Mi sembrano entrambe delle risposte profondamente sbagliate.
La prima. È vero, la globalizzazione ha espropriato gli Stati di molti poteri: anzitutto delle possibilità di tassare i capitali, che se ne volano via, e di conseguenza la libertà di scegliere dove spendere i soldi ricavati; e poi c’è l’Unione europea, che ha assorbito tanti poteri e ci controlla i conti. Tutto vero, ma c’è un però.
Nel mondo, e tanto più in Europa, l’Italia non è priva di peso né di possibilità di scelta. Se vuole ritirare le sue truppe dall’Afghanistan lo può fare; se vuole bloccare uno dei grandi trattati commerciali che liberalizzano i mercati, lo può fare. Basta talvolta il voto del nostro parlamento o un voto contrario del rappresentante italiano a Bruxelles. Il trattato di Dublino e i conseguenti regolamenti UE, che impediscono di far transitare i “nostri” immigrati fuori dai nostri confini, li abbiamo approvati noi. Il Trattato di Maastricht, che fissa quel 3% che tanto fa indignare Salvini, anche. Il vecchio regolamento sulle quote latte e ogni altra norma europea che suscita tanta antipatia hanno richiesto il voto dei nostri rappresentanti. Tutte le scelte politiche dell’Unione europea passano anche per il consenso degli Stati membri e dei loro rappresentanti: spetta ai nostri trovare le alleanze necessarie per imporre politiche diverse.
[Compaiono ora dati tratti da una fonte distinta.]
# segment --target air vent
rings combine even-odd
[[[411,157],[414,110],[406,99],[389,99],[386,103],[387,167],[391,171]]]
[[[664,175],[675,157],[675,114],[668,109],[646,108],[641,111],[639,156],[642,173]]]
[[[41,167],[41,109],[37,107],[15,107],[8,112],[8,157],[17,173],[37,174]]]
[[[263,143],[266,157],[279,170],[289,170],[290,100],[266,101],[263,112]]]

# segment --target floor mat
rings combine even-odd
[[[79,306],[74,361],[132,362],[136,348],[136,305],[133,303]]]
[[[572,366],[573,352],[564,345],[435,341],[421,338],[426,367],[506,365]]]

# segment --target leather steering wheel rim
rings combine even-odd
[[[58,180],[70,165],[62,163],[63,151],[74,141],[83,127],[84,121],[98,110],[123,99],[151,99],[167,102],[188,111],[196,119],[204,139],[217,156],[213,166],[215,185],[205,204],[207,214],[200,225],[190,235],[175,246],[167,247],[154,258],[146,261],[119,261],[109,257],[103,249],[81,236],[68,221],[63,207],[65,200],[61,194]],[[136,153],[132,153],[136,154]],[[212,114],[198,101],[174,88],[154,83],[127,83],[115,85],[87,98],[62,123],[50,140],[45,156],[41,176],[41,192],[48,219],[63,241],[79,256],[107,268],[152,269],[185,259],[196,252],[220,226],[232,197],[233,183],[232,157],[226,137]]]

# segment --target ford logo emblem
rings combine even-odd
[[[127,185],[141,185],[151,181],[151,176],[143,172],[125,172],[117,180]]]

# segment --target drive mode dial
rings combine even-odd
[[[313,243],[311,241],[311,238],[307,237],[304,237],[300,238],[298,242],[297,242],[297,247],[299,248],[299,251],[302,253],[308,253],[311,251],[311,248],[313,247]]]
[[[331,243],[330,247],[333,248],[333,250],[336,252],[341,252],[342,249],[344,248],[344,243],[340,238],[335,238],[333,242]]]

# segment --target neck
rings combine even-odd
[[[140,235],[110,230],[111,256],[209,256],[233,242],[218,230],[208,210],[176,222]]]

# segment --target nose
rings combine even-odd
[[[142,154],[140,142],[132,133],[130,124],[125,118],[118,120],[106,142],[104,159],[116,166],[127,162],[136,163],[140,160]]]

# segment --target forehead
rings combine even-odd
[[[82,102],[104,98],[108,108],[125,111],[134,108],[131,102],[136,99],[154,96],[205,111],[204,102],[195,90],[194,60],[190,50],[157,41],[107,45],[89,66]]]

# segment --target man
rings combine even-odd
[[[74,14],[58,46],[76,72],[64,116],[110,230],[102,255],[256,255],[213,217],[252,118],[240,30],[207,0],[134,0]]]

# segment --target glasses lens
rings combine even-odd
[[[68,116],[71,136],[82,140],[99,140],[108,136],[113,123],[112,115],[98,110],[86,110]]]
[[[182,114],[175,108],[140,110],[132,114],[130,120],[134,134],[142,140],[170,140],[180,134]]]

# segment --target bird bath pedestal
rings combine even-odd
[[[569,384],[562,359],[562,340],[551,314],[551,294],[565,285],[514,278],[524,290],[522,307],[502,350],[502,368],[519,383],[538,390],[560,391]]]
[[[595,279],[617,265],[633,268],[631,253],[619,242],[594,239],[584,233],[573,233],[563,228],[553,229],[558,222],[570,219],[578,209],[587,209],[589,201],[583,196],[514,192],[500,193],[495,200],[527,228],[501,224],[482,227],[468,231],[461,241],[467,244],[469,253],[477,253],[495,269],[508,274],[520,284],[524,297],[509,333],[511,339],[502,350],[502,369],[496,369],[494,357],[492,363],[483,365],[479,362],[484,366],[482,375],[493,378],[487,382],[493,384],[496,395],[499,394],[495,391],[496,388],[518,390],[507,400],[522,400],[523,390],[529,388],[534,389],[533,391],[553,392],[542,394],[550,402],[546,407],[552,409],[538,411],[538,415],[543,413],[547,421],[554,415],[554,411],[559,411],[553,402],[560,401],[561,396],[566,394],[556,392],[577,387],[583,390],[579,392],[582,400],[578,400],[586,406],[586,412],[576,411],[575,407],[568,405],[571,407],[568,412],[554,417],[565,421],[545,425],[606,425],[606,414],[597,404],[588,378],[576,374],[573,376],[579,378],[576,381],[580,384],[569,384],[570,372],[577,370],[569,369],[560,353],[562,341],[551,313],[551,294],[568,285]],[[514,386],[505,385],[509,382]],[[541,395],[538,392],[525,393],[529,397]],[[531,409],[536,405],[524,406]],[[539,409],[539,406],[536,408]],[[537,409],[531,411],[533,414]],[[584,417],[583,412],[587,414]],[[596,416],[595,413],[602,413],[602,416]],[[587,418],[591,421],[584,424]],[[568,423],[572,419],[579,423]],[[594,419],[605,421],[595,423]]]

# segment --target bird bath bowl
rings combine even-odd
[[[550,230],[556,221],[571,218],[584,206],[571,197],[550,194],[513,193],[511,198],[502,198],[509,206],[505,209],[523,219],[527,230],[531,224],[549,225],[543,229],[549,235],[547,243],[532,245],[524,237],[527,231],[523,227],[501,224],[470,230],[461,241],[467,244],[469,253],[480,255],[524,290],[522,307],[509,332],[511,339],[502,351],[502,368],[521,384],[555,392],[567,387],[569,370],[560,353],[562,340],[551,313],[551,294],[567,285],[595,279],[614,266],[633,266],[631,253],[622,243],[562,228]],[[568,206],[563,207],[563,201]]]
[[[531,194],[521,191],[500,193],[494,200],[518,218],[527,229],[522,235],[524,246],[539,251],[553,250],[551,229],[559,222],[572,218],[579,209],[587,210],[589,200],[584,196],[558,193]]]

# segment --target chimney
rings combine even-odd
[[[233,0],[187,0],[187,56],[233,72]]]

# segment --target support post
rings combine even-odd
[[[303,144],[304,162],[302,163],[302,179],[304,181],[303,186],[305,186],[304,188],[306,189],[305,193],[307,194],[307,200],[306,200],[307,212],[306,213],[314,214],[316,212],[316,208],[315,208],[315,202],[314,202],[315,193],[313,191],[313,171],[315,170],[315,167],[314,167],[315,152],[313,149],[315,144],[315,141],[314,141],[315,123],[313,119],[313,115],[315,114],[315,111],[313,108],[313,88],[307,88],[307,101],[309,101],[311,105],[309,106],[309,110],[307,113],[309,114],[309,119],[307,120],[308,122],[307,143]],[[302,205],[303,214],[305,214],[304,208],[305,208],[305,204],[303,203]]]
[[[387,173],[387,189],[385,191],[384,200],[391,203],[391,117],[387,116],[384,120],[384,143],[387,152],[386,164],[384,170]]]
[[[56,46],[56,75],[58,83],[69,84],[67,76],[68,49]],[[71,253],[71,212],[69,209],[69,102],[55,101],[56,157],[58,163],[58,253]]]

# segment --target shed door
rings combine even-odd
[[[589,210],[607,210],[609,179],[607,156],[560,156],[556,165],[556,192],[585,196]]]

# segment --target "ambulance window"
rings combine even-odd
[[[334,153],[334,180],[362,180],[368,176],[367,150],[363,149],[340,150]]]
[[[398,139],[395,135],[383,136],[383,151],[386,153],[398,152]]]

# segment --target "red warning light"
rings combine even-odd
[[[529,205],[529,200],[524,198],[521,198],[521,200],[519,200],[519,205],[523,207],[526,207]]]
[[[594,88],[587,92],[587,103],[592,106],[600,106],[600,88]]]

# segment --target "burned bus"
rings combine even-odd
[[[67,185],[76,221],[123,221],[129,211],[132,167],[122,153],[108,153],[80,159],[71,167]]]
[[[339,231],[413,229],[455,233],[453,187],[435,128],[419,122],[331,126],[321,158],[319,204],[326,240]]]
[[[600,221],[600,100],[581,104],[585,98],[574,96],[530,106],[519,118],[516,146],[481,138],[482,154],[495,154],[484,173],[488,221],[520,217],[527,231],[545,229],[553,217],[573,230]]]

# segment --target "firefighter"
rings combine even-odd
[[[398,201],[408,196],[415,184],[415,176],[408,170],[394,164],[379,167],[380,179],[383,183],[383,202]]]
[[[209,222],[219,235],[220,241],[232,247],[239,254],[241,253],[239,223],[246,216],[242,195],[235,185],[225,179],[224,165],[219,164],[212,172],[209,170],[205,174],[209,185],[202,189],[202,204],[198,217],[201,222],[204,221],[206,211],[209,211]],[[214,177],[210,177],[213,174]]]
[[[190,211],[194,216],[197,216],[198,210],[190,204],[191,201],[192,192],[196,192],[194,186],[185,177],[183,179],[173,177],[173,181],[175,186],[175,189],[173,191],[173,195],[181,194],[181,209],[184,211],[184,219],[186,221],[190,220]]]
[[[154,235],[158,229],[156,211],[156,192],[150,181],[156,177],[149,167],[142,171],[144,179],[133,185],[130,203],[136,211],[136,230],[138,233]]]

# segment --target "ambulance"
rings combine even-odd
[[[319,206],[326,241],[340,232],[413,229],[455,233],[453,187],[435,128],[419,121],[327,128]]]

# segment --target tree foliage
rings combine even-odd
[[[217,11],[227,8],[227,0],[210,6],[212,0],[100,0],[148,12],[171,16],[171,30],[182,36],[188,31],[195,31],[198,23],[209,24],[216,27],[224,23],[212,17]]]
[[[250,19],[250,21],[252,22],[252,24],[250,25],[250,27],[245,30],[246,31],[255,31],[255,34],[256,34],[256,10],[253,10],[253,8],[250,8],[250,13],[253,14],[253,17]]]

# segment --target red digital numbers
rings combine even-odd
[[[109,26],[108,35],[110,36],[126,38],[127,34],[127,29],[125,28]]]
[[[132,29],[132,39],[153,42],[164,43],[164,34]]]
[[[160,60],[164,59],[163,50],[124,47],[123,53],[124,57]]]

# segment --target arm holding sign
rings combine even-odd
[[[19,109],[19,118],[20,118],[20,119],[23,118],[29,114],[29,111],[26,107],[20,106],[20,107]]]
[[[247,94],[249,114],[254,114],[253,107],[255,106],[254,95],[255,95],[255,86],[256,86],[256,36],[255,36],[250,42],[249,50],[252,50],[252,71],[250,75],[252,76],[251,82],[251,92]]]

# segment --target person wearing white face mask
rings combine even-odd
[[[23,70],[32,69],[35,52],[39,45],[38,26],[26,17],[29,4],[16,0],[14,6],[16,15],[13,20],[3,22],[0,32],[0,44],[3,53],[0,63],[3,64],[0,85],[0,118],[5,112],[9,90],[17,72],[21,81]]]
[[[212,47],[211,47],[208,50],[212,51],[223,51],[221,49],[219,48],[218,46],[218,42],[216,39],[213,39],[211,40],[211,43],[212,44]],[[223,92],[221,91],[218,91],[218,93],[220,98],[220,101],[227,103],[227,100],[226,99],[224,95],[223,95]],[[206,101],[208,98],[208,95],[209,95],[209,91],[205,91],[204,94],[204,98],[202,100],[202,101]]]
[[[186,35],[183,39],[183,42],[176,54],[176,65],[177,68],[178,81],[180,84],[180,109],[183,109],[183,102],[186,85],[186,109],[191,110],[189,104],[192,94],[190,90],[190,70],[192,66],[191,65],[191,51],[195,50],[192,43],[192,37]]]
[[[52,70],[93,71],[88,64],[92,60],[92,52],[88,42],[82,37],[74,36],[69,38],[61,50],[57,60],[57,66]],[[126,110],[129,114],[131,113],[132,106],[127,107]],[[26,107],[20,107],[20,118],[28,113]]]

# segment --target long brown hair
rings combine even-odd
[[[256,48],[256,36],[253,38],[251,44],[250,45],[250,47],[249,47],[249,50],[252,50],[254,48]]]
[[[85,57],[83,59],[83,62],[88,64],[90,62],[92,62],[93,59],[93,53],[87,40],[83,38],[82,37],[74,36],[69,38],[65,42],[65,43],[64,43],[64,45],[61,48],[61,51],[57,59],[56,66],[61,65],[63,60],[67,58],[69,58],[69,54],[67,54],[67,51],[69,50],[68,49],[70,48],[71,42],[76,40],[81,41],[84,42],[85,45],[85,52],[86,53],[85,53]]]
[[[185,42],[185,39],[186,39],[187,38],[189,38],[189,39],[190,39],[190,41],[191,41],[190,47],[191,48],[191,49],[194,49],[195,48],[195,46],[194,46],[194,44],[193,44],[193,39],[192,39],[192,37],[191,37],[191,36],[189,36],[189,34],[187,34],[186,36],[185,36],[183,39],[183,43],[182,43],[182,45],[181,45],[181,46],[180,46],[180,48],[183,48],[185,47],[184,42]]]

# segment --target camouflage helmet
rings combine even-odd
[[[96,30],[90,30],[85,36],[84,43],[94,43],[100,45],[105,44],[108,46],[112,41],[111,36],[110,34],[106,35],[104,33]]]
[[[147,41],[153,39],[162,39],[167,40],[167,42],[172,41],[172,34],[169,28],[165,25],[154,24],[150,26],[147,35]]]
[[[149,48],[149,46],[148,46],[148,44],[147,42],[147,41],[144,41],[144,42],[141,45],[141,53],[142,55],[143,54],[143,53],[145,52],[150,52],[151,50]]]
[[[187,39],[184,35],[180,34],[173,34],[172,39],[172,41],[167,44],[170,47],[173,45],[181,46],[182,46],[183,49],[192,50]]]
C’è poi da aggiungere che non tutto è determinato “da fuori”. La politica dell’istruzione professionale, nodo cruciale per lo sviluppo del paese, quella dell’istruzione e della ricerca, le politiche dell’assistenza sociale e della tutela della salute, l’organizzazione della giustizia, quella della burocrazia e quella dello sviluppo urbano, le norme sui diritti dei lavoratori e quelle di tutela dei consumatori, la politica dell’ambiente e dei siti archeologici, la tutela delle città d’arte dal turismo selvaggio, il sostegno delle famiglie e la politica degli asili nido… l’elenco è infinito, e sono tutte cose che dipendono dalle scelte politiche che fanno i nostri eletti, in parlamento, nei consigli comunali e nelle assemblee regionali.

E qui si attacca l’altro discorso, quello per cui sono tutti eguali e quindi che vinca l’uno o l’altro non cambierebbe nulla. Sono frottole. Siamo sicuri che il fatto che a governare gli effetti dell’entrata nell’euro sia stato il governo Berlusconi, convinto che il liberalismo non debba soffrire di limiti e controlli (vi ricordate il mitico slogan della “casa delle libertà?”), non abbia segnato il modo selvaggio e incontrollato con cui si è gestito il cambio dei prezzi? E che la riforma Gasparri della televisione non abbia pesantemente segnato le opzioni tecnologiche del Paese (siamo stati condannati dalla Corte europea per il clamoroso favoritismo che ne è derivato a Mediaset)? E che la “sensibilità etica” di un pezzo del nostro parlamento non abbia impedito leggi migliori nel campo dei diritti? E che la politica energetica e ambientale non sarebbe diversa se avessimo una maggioranza politica più sensibile a questi temi? E che la “delocalizzazione” delle imprese non potrebbe essere arginata se usassimo armi di controllo (e anche di ricatto) più affilate? E perché in Francia si usano e in Italia no?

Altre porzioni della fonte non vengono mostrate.